Regelmäßig besuchen Mitarbeiter des Seehauses Gefängnisse in Baden-Württemberg, um ihr Konzept zu präsentieren. Gefangene, die ihre Haftzeit im Seehaus verbringen wollen, müssen sich aktiv bewerben. „Wir verlangen ein Schreiben, in dem die Motivation und die Ziele, die erreicht werden sollen, geschildert werden“, sagt Jeroma. Wer die Chance dazu bekommt, entscheidet letztendlich die Anstaltsleitung.

Derzeit leben 15 Jugendliche in drei Wohngemeinschaften im Seehaus. Der Anschluss an eine Familie ist eines der Kernkonzepte der Einrichtung. „Die meisten jungen Männer kommen aus zerrütteten Verhältnissen und erleben hier zum ersten Mal ein Familienleben, wie es sein soll“, berichtet Axel Jeroma.
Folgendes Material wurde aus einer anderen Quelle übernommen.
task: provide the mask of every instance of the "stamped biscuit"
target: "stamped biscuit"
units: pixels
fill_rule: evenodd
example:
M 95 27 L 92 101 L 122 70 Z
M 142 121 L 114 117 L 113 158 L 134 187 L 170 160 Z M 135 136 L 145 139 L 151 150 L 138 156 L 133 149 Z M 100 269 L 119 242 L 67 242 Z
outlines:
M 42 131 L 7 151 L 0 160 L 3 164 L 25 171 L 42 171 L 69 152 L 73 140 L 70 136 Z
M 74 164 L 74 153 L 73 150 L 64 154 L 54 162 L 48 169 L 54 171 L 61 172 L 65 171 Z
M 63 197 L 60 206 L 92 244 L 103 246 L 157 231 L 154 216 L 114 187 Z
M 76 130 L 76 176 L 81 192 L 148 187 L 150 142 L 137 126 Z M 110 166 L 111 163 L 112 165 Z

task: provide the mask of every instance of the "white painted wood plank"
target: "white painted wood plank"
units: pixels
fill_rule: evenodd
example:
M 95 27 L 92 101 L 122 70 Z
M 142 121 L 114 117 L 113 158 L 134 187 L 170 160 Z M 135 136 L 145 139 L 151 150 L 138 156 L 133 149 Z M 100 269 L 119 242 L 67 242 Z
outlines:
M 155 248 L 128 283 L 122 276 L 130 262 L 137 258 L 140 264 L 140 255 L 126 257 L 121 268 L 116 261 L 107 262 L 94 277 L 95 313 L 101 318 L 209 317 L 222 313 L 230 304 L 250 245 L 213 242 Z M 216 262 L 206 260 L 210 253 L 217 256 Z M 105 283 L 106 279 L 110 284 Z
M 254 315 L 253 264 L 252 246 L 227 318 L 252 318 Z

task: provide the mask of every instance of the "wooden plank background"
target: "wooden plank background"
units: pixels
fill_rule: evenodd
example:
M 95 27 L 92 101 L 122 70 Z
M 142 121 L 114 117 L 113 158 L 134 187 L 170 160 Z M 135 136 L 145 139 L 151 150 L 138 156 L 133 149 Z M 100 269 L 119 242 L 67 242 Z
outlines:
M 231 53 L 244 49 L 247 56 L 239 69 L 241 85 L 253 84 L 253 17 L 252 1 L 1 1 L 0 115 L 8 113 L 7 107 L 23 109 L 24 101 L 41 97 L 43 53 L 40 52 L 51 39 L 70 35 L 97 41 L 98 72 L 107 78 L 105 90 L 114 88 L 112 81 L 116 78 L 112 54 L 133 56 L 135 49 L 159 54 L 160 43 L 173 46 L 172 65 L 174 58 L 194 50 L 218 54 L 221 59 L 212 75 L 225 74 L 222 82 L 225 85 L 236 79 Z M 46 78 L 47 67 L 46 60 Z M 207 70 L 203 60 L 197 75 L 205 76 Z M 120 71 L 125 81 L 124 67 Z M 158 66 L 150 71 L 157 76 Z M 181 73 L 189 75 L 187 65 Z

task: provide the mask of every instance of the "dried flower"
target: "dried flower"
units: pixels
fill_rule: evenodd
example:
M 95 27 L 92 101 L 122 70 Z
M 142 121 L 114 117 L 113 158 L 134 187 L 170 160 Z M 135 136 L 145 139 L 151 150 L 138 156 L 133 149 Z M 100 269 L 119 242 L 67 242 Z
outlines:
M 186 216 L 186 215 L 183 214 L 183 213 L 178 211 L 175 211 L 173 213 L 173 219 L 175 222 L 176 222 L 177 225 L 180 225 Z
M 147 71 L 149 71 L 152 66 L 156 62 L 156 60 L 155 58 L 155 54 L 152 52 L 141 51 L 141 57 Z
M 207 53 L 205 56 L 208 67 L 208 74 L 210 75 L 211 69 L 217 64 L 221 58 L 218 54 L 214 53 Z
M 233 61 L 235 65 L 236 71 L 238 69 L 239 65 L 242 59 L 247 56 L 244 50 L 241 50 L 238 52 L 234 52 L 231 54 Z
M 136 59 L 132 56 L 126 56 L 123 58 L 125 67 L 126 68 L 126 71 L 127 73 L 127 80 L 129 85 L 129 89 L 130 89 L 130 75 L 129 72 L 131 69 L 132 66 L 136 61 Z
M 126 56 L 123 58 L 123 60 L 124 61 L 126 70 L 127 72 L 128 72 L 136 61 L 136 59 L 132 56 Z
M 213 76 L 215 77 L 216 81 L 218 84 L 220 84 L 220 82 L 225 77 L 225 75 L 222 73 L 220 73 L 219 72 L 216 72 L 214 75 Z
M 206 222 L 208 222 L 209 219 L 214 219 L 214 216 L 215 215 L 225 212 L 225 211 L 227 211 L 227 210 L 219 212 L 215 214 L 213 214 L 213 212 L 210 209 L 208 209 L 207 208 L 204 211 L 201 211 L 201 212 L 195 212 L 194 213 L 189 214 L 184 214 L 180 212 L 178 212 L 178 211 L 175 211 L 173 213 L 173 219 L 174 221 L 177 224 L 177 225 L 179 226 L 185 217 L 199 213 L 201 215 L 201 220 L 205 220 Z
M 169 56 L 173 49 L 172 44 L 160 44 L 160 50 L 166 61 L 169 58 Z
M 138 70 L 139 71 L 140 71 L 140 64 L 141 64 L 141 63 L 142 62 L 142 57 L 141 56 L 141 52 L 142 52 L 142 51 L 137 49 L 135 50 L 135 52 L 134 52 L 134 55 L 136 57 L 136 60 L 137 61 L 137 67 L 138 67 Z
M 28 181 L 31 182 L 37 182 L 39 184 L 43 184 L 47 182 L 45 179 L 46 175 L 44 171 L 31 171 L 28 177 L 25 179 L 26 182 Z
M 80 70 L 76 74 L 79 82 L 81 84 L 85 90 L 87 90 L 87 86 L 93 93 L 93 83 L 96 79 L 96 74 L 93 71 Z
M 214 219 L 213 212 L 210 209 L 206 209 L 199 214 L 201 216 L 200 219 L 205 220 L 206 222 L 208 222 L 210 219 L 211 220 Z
Probleme mit den Kindern der Hauseltern habe es noch nie gegeben. „Die meisten Kleinkinder nehmen die Jugendlichen eher wie große Brüder wahr. Da entsteht tatsächlich oft so etwas wie Herzenswärme“, erzählt Jeroma weiter. Natürlich gebe es gute und weniger gute Tage, räumt er unumwunden ein. Sowohl der Familie als auch den Jugendlichen stünden daher ein paar Quadratmeter Privatsphäre zur Verfügung.

Fünf Hierarchiestufen

Die jungen Männer können während ihrer Zeit im Seehaus fünf verschiedene Hierarchiestufen erreichen, mit denen unterschiedliche Rechte und Pflichten verbunden sind: Neuling, Leo-Anwärter, Leo, Löwe-Anwärter und Löwe. Ob jemand in eine höhere Stufe aufsteigt, entscheidet der Seehaus-Rat. „Ein Löwe kann bei einem Ausraster auch wieder auf den Rang eines Leo-Anwärters zurückfallen“, stellt Jeroma klar. Dies passiere jedoch sehr selten, in der Regel seien Löwen sehr solide Persönlichkeiten.